With this in mind, your edit can be as brutal as you think is required. If there are sections that you think are required additional and it’s more than a little tweak or one-liner let me know and I’ll write additional to your requirements.
Continuity.
- I’m pretty sure that Sophia’s/The Gardener’s ‘origin monologue’ is bollocks and some of the things that are said about her are inconsistent as I literally re-wrote her origin about 4 times (and am still not entirely happy with it.)
- The Big ‘V’ and the Little ‘V’: I wanted to refer to vampires with a little ‘v’ whenever the story is within the Garden. Then transition to a big ‘V’ when they are in the city or Daemon realm. In my head, it’s about empowerment. In the Garden they have no power so they are no threat, in the city, they are a real danger so they get that big ‘V’ – I’m not sure it works and I am sure I was not consistent with it.

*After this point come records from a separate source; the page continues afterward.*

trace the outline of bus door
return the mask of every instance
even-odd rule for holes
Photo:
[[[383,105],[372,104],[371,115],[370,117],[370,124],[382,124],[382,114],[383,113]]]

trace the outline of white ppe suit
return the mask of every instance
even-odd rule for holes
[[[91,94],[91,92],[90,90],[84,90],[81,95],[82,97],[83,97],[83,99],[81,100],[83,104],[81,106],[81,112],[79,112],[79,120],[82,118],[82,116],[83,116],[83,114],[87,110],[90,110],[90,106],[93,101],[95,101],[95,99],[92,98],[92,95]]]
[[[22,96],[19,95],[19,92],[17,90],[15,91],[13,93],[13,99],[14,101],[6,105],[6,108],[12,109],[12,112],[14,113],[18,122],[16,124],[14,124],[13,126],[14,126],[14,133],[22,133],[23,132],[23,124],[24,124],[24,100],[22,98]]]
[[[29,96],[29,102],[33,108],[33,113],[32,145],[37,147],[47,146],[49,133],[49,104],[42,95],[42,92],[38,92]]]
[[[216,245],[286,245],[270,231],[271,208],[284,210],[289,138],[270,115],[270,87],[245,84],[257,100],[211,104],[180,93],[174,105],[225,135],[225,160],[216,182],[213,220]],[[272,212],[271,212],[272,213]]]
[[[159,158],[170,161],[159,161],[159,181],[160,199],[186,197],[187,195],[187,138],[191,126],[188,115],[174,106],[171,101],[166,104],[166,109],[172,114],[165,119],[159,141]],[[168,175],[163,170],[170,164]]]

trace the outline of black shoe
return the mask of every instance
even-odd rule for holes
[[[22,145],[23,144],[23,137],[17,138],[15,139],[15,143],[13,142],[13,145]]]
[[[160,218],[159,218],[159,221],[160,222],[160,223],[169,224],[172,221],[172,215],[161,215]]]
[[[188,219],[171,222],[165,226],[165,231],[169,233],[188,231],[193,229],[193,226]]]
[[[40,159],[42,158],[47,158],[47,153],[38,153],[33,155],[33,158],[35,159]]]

Feel free to reject the idea and switch to consistent casing.
- In the original edit of this (first pass) for some reason (I assume I was possessed by a wraith) Mike used Sai as his weapon of choice. I changed this to his Blood Daggers as I re-wrote on the second pass but it’s possible, I have the daggers described inconsistently at times, you may want to watch out for that. Daggers are better… right?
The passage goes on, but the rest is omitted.